There are two good references for probabilities. First, you have a paper that looked at three different retroviruses: HIV, MLV, and ASLV. Of the three, only HIV showed any real bias, but it certainly isn’t enough to explain 99.9% of insertions occurring at the same base.
"For HIV the frequency of integration in transcription units ranged from 75% to 80%, while the frequency for MLV was 61% and for ASLV was 57%. For comparison, about 45% of the human genome is composed of transcription units (using the Acembly gene definition). "
Retroviral DNA Integration: ASLV, HIV, and MLV Show Distinct Target Site Preferences
80% of the time HIV will insert into areas that have genes in them, but about half of the genome is comprised of these areas. There are 3 billion bases in the haploid human genome, so that is an 80% chance of inserting somewhere in a set of 1.5 billion bases and a 20% chance of inserting into the other 1.5 billion. Still random enough to be used as a test of common ancestry.
The other reference is often used by ID/creationists.
" But although this concept of retrovirus selectivity is currently prevailing , practically all genomic regions were reported to be used as primary integration targets, however, with different preferences. There were identified `hot spots’ containing integration sites used up to 280 times more frequently than predicted mathematically [41, 43]."

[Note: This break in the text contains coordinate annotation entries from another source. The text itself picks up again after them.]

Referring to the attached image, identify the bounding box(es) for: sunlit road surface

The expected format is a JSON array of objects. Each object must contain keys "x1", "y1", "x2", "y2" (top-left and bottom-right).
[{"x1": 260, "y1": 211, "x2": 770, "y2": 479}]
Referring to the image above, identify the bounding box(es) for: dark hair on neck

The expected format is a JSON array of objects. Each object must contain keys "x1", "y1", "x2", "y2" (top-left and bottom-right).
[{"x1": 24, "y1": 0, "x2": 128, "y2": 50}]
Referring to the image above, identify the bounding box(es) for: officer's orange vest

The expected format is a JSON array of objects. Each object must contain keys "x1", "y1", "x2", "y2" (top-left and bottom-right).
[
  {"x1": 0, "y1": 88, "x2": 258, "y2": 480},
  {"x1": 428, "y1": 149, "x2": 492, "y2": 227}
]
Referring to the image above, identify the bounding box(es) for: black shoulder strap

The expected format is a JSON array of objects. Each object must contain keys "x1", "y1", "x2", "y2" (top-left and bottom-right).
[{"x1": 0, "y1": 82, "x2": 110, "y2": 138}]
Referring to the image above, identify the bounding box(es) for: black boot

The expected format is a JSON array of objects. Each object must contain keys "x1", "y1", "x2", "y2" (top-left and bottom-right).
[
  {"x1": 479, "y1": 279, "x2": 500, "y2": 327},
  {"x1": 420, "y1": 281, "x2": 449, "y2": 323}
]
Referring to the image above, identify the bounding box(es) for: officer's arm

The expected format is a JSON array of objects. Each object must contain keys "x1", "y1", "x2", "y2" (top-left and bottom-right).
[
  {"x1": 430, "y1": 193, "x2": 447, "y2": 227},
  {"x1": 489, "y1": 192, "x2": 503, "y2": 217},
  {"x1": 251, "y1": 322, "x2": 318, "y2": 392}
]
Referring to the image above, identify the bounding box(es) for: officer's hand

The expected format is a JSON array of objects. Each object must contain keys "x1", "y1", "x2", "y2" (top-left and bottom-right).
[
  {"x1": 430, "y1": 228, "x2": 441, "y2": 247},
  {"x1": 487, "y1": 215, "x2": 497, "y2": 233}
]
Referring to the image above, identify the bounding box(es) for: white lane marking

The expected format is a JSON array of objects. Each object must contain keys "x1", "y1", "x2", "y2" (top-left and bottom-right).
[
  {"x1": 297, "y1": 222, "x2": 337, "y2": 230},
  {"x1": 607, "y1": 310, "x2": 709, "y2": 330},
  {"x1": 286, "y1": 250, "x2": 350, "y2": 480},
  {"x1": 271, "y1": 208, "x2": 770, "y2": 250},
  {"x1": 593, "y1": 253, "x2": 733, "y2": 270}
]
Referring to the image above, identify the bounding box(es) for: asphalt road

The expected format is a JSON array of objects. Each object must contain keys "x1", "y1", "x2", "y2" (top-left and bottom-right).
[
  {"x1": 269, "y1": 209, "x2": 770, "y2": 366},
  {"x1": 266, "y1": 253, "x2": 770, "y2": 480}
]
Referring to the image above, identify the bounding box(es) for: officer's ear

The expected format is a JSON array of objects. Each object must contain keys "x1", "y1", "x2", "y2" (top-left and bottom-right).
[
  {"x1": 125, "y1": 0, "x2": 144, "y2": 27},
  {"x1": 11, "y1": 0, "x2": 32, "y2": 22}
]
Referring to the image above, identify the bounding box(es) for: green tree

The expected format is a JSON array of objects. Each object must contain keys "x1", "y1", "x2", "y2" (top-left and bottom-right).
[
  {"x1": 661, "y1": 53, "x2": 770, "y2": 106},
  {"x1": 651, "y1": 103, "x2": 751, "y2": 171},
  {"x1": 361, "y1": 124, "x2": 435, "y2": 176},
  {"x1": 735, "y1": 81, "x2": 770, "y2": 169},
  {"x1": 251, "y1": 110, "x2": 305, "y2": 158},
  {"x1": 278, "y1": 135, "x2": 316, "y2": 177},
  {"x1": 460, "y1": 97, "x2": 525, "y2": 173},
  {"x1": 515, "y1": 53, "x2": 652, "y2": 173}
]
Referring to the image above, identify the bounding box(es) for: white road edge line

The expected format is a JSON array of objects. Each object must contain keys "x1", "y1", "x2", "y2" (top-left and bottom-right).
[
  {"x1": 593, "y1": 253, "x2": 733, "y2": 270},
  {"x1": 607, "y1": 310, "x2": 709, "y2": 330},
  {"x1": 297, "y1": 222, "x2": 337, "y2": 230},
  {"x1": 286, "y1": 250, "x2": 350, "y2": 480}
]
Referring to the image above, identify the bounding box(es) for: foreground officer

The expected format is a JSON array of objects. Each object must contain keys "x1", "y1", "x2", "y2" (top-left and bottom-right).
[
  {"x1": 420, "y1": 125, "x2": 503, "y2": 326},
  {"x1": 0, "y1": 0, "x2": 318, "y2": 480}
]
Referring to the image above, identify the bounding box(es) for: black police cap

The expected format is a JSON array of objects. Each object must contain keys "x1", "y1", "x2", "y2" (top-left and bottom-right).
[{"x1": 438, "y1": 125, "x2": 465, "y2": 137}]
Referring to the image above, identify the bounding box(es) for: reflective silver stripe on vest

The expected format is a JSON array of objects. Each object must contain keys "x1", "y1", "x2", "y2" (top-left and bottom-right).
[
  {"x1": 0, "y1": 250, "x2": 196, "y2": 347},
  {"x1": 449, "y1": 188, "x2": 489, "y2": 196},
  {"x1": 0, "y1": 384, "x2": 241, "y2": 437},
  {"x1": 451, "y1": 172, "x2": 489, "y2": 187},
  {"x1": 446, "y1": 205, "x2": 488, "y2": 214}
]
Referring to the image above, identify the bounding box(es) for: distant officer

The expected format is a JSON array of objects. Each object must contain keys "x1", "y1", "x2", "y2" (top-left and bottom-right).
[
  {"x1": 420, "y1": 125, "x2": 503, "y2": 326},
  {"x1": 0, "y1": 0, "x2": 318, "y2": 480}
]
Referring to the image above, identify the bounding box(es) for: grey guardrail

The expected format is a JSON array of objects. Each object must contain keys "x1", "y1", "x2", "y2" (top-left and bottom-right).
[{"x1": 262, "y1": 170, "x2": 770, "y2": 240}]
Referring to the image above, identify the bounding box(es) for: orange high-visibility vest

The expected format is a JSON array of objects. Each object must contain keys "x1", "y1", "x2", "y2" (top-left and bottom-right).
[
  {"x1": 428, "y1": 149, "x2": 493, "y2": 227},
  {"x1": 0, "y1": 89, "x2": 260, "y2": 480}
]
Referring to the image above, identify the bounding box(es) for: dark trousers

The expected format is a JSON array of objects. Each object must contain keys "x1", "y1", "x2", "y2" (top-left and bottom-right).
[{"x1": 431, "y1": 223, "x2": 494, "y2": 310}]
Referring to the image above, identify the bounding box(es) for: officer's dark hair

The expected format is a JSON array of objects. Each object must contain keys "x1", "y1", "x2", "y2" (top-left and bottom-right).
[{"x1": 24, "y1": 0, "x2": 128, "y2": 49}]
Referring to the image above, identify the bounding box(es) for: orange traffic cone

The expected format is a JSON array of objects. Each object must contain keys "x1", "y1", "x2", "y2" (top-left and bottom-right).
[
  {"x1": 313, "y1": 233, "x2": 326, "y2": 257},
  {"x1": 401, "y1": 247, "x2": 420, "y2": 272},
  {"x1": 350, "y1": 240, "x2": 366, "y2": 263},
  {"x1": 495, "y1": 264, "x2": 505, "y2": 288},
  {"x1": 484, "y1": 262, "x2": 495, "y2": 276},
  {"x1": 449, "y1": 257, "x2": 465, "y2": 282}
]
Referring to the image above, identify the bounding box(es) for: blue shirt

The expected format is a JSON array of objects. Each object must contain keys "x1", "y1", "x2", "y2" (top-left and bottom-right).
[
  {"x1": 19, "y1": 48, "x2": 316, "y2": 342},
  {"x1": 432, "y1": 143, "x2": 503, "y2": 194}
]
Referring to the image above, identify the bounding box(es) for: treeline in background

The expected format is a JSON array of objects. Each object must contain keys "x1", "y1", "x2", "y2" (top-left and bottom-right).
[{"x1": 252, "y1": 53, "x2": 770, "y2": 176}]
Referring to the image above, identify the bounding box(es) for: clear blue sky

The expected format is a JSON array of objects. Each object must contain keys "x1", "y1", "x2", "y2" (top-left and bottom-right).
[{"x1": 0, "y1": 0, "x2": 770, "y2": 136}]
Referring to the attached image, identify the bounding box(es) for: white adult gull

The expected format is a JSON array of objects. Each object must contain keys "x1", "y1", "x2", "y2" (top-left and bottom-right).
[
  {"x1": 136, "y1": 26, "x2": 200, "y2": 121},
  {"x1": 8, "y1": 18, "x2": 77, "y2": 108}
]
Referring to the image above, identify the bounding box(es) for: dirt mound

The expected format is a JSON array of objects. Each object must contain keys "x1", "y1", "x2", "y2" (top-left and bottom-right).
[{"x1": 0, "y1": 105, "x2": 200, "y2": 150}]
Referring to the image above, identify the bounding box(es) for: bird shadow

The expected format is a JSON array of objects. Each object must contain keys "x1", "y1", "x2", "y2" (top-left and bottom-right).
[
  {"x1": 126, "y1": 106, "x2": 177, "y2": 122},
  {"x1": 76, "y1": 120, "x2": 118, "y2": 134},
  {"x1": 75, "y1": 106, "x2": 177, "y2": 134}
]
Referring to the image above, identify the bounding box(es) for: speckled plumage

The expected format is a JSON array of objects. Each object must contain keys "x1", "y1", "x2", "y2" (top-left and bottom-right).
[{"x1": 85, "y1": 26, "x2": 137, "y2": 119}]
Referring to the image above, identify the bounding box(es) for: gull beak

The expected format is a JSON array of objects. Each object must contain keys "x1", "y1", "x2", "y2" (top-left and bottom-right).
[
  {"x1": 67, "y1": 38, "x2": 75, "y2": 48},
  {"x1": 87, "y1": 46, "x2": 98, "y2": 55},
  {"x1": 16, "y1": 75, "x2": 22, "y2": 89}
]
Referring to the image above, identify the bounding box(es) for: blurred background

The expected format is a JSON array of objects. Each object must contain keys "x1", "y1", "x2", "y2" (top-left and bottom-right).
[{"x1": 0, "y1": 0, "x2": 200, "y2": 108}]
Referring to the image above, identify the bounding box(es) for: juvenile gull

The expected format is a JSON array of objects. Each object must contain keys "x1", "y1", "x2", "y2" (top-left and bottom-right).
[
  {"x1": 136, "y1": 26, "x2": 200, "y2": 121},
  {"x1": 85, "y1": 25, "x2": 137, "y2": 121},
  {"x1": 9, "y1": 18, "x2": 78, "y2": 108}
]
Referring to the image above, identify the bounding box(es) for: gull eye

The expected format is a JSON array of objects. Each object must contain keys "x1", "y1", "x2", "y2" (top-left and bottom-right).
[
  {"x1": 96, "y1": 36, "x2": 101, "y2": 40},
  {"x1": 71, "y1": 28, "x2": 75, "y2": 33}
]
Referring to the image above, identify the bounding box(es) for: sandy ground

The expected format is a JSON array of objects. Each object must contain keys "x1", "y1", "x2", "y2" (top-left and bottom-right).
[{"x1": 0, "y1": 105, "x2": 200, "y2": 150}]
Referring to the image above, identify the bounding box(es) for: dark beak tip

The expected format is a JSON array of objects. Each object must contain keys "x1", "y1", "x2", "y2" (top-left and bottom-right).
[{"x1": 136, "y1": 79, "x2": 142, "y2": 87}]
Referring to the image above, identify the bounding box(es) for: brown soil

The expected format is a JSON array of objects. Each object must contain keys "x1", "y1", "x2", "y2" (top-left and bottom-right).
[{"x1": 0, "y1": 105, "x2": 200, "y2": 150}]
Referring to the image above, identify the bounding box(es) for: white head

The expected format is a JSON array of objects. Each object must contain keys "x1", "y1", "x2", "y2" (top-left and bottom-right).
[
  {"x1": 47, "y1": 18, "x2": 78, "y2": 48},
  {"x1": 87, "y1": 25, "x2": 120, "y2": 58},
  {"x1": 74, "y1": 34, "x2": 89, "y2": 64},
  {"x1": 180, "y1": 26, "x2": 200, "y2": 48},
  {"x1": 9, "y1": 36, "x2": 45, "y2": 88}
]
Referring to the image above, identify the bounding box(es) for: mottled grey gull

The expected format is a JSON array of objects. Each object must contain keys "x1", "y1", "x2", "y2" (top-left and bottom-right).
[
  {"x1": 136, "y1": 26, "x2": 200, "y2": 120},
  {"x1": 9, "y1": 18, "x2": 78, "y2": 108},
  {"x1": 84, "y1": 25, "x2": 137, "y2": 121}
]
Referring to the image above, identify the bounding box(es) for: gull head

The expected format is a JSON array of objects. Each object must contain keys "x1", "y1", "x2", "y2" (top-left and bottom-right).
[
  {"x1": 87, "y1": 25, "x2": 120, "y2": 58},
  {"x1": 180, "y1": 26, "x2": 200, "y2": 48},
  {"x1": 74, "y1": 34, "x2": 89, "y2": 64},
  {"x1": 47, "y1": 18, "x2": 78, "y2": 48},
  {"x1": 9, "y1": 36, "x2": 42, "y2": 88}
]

Perpetually mobile footprints of ancient infections in human genome
That paper was referencing a separate paper that actually contained the results we are interested in.
"In all experiments, estimates of the m.o.i. ranged from two to three integrated proviruses per cell. A pool of 10 ug of infected TEF DNA (from -5x l0^6 cells) would therefore contain 1-1.5 x 10^7 integration events. If integration occurred at random throughout the genome (size 2x 10^9 bp) we would expect to see about two to three integrations, in each orientation, within the 500-bp stretch of DNA analyzed in each reaction."
Distribution of targets for avian retrovirus DNA integration in vivo.
What they did was add a small bit of DNA (their DNA target) to a big pool of human DNA and then added retrovirus. They designed the DNA target so that they could detect when an insertion occurred within it, and then did the math to figure out the preference for that DNA target. Think of it like a single detector in a big field where planes randomly drop bombs. By calculating the number of bombs dropped and the area of the field you can predict how many bombs will hit your detector if it is a completely random process.
Let’s unpack the math. For purely random insertions they would have expected 2-3 retroviral insertions in their target DNA out of 10 to 15 million total integrations in the entire pool of DNA. For some DNA targets they saw almost 900 insertions, about 300 times what they would expect from random insertions. This means that out of 10 to 15 million insertions there were 900 insertions in the 500 base pair DNA target they were testing. Obviously, that type of bias is not enough to produce matches 99.9% of the time for 200,000+ independent insertions in two different genomes.
Added in edit:
Completing the math . . . even in the case of the strongest bias, that is 900 insertions out of 10 million in the same spot. This means that if every single human and chimp insertion occurred at a hotspot, only 0.009% should occur at the same position if all the ERVs in each genome were acquired independently and not through common descent. Therefore, ID/creationism would predict that 200,000*0.00009 = 18 insertions should be shared, and that is in the best of cases. That doesn’t match observations.